NIKOLA TESLA: THE GENIUS WHO LIT THE WORLD

NIKOLA TESLA: THE GENIUS WHO LIT THE WORLD

(Director/writer: Lzubo Vujovic; Runtime: 50; MPAA Rating: NR; producer: Dr. Ljubo Vujovic; New Science Ideas; 2003-in English)

“A solid educational study on a genius who is virtually unknown to the general public.”

Reviewed by Dennis Schwartz

Nikola Tesla (1856-1943) was a Serb born in Croatia, who died at age 86, in the NYC hotel he lived in for a number of years. The public service film offers a solid educational study on a genius who is virtually unknown to the general public but should be recognized and applauded as one of the greatest scientists in the world. The genius physicist was an obscure visionary who emigrated in 1884 to America from the former Yugoslavia and worked briefly for Thomas Edison, until they became rivals over an electric current debate–with Edison going with the losing side of ‘direct-current’ and Tesla the more efficient ‘alternating-current.’ In 1891, working in his own lab in NYC, Tesla invented the Tesla Coil.
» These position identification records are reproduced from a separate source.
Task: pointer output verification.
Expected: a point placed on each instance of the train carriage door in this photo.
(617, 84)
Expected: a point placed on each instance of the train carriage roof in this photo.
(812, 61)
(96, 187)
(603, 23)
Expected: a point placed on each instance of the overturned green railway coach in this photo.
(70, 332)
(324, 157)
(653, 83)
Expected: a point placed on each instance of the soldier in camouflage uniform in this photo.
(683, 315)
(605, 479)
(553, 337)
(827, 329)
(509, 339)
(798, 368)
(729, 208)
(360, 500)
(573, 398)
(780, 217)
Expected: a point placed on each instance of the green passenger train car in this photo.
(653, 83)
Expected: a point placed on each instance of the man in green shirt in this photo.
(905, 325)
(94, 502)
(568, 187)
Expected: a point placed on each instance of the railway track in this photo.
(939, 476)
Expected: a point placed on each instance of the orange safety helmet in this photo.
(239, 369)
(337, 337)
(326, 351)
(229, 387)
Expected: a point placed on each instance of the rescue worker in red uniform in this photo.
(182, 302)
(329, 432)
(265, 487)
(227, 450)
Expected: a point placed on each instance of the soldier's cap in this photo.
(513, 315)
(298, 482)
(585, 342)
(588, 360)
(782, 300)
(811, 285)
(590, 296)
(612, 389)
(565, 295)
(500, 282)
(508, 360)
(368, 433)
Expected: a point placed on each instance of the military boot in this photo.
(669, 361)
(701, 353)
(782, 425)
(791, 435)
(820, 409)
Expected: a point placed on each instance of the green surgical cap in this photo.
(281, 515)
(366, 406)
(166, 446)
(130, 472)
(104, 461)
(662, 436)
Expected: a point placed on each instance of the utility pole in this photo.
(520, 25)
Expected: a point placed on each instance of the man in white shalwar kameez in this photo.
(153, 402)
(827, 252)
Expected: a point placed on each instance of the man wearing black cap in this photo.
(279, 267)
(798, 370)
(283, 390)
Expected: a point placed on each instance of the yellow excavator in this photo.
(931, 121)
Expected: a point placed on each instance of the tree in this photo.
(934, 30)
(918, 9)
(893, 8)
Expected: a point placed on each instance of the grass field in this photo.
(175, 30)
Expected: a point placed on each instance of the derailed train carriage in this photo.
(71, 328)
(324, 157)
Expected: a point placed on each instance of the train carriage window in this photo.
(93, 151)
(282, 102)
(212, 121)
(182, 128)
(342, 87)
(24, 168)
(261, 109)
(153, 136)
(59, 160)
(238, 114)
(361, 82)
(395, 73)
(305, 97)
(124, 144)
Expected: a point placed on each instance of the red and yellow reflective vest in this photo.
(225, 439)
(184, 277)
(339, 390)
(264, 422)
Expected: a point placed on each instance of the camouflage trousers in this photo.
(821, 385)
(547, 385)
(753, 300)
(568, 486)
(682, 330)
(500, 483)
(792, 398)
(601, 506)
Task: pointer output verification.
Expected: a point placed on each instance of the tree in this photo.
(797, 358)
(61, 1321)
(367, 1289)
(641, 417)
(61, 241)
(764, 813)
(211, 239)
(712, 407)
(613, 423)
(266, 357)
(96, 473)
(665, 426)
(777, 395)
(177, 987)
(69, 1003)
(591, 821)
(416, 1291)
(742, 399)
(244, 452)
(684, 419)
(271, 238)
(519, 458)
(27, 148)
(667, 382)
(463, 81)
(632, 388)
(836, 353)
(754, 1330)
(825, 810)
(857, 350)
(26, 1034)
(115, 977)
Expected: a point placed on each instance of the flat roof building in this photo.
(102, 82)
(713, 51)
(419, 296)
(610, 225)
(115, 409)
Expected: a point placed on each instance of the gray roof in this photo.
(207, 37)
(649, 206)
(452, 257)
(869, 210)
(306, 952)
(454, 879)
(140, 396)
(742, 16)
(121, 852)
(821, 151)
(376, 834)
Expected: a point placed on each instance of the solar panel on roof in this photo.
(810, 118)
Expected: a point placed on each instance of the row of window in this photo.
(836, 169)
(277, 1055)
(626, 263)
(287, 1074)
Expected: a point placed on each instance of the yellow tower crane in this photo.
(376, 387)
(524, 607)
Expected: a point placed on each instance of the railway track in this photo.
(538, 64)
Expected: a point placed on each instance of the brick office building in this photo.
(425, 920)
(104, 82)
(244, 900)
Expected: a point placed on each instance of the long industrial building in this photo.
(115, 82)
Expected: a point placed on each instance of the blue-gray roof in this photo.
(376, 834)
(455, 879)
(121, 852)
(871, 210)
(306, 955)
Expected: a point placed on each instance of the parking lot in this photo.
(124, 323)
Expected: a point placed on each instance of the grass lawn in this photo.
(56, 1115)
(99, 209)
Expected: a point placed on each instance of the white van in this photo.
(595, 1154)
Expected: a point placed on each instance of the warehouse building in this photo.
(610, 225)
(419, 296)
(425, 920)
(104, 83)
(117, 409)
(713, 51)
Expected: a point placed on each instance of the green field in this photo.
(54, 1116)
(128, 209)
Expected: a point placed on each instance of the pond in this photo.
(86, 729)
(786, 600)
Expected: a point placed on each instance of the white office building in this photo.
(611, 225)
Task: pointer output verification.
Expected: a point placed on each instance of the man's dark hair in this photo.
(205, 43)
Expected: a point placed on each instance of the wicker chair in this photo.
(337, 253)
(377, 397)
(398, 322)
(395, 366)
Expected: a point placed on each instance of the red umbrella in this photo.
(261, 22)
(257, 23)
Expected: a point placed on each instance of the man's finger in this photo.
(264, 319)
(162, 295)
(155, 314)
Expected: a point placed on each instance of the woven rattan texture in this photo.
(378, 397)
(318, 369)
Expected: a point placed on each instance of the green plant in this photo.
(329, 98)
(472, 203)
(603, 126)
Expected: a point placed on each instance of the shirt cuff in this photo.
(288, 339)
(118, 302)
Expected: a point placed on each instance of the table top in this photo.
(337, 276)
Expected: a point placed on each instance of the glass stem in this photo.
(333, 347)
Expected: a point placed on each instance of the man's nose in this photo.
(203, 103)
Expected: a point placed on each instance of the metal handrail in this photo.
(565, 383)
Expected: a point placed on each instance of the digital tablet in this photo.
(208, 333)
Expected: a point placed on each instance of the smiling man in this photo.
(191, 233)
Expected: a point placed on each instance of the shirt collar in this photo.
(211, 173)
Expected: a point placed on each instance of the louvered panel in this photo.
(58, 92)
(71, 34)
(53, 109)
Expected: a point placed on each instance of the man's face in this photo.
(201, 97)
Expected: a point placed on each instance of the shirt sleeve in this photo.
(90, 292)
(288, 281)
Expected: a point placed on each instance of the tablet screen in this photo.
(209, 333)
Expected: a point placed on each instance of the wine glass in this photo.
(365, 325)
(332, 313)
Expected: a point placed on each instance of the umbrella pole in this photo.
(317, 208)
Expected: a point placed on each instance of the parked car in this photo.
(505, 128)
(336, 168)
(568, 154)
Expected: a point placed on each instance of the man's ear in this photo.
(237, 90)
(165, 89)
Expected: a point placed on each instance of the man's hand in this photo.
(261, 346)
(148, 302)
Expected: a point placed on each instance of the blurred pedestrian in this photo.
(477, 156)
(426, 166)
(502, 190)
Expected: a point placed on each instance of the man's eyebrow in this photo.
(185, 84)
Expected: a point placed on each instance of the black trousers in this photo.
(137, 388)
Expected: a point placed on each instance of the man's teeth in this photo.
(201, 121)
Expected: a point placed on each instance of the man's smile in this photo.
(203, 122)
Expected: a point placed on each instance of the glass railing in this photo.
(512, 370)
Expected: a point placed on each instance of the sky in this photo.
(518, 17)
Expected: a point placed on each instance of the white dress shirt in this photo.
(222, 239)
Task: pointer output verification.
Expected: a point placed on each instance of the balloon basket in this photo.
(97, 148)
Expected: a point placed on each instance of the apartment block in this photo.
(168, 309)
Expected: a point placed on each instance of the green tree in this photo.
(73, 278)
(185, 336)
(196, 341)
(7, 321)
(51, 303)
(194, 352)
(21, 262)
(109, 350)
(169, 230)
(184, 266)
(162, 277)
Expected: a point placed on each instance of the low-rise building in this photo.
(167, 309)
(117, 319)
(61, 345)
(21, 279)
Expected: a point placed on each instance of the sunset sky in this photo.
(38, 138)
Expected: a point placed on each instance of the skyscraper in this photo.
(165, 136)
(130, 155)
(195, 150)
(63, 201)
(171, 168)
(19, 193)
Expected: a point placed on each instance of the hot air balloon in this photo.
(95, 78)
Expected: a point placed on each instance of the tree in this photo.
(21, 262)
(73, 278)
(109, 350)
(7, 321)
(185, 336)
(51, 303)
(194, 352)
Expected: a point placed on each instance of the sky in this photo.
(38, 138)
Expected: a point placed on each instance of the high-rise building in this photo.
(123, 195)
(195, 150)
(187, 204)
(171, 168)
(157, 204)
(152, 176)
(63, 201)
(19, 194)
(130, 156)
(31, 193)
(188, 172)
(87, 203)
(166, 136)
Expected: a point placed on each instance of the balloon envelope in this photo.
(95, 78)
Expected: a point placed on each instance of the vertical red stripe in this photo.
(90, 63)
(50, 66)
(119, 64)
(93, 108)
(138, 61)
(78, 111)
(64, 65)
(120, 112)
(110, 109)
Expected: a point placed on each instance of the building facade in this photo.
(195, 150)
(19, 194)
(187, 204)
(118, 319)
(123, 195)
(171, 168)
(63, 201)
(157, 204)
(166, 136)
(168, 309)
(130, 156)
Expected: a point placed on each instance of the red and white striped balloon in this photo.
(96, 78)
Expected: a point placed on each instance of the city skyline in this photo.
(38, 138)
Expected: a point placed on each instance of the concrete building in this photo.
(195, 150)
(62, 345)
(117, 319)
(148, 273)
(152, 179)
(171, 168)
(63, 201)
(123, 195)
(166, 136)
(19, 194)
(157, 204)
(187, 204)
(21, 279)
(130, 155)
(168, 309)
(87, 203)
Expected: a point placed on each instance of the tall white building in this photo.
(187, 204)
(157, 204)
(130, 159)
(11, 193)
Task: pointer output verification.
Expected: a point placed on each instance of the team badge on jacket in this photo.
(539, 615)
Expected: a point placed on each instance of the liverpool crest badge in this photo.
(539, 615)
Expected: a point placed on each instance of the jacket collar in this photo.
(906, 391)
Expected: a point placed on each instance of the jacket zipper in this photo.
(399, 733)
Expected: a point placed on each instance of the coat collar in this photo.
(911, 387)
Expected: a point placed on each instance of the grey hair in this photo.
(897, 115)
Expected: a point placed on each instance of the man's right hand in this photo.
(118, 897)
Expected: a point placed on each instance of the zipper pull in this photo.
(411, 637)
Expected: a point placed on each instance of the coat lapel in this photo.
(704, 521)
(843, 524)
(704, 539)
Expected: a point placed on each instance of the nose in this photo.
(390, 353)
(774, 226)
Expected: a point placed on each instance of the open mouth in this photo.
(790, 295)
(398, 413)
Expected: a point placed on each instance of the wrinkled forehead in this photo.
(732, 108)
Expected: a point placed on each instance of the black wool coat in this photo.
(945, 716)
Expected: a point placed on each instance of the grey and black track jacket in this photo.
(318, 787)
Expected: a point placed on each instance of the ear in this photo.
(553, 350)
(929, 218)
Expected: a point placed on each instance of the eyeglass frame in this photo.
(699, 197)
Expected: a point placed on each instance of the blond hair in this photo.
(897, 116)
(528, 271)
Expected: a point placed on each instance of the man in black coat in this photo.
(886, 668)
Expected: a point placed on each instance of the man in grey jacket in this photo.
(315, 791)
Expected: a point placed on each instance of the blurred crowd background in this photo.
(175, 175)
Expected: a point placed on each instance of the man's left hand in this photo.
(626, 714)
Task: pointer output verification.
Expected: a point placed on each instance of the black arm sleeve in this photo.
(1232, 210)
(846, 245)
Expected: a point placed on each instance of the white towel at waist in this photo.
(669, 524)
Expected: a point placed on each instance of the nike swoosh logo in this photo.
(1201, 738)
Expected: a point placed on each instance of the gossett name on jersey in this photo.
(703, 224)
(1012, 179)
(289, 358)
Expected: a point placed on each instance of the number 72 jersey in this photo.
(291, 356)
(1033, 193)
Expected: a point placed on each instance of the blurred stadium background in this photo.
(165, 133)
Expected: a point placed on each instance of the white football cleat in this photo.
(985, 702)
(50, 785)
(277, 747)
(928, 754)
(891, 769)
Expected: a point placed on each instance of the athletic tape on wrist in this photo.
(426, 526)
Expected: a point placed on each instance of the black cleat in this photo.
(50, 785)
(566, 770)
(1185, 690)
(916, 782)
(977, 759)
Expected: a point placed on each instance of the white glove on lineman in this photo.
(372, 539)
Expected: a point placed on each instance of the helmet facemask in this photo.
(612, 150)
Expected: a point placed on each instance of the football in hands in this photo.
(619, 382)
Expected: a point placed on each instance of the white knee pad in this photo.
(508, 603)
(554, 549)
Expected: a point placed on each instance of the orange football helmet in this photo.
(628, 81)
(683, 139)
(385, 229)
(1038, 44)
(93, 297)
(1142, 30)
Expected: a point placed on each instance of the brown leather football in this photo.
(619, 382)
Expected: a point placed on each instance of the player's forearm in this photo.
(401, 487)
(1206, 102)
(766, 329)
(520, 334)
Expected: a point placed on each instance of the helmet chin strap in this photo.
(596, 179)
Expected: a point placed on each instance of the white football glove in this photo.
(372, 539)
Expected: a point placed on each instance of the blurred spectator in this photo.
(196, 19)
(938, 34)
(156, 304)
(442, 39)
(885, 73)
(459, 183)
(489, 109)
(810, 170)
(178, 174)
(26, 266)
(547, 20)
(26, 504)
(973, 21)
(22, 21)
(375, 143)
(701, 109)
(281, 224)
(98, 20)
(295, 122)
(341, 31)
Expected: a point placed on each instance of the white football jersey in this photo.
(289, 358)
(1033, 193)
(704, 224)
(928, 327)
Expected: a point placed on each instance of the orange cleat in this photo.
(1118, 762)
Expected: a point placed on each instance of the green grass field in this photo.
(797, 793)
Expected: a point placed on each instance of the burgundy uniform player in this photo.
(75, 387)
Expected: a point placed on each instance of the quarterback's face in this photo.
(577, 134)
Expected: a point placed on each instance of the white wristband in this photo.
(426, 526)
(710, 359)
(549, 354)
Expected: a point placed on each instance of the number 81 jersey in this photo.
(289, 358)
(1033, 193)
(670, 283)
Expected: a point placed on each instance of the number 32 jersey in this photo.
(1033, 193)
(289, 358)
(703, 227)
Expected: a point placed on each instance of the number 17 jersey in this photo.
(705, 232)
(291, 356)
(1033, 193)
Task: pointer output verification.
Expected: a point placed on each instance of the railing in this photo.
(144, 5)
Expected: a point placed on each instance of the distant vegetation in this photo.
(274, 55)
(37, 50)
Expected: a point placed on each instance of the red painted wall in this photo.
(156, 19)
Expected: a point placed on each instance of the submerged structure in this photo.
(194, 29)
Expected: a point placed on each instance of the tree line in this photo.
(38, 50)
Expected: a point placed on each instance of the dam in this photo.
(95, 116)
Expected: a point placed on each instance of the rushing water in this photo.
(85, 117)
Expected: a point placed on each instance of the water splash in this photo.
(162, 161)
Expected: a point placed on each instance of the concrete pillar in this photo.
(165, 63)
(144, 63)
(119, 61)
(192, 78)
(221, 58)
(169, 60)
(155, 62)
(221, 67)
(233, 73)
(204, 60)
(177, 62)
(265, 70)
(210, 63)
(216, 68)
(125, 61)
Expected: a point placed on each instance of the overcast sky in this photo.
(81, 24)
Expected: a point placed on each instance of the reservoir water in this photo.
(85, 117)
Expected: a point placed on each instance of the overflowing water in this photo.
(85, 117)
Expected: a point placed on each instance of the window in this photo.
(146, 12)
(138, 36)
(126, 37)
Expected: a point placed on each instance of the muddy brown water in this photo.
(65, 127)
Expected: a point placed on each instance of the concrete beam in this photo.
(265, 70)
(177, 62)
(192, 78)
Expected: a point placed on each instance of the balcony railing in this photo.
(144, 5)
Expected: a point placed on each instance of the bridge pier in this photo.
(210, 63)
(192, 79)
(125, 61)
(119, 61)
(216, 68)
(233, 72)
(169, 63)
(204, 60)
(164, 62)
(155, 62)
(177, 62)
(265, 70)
It was an alternating-current electrical system of generators, motors and transformers—both of which are still used widely today.

In the science community, Tesla was known as the father of our modern technological age. He was someone who laid the foundation for modern communications and energy research, whose vast range of contributions to science and technology include some of the following: the invention of radio, television, radio-astronomy, fluorescent light, the laser beam, Tesla turbines, remote control, robotics, radar, medical x-ray and the wireless transmission of electricity.

The Encyclopedia Britannica lists Tesla, a bachelor, as one of the ten most fascinating people in history. This no-nonsense film explains why, as it offers a laundry list of his many accomplishments that include 700 patents, a working partnership with George Westinghouse and it goes into detail about some of his inventions as explained by Prof. A. Marincic–associated with the museum in Belgrade that honors their countryman with a museum named after him. The informative film is a good way to become acquainted with this most unusual and interesting man for both those unaware of his existence and those who want more knowledge on his activities. It also touches briefly on Tesla’s experiment with wireless energy, as under the sponsorship of J. P. Morgan he built the Wardenclyffe Tower that worked but the project ended unfinished when the capitalist wouldn’t go along with the humanitarian scientist’s plan to give away energy for free. Even if the no-frills film is not exciting and only barely penetrates its subject’s vast accomplishments, nevertheless it’s an excellent testament to Tesla’s work and place in history.

The film was created by the Tesla Memorial Society and the Nikola Tesla Museum in Belgrade.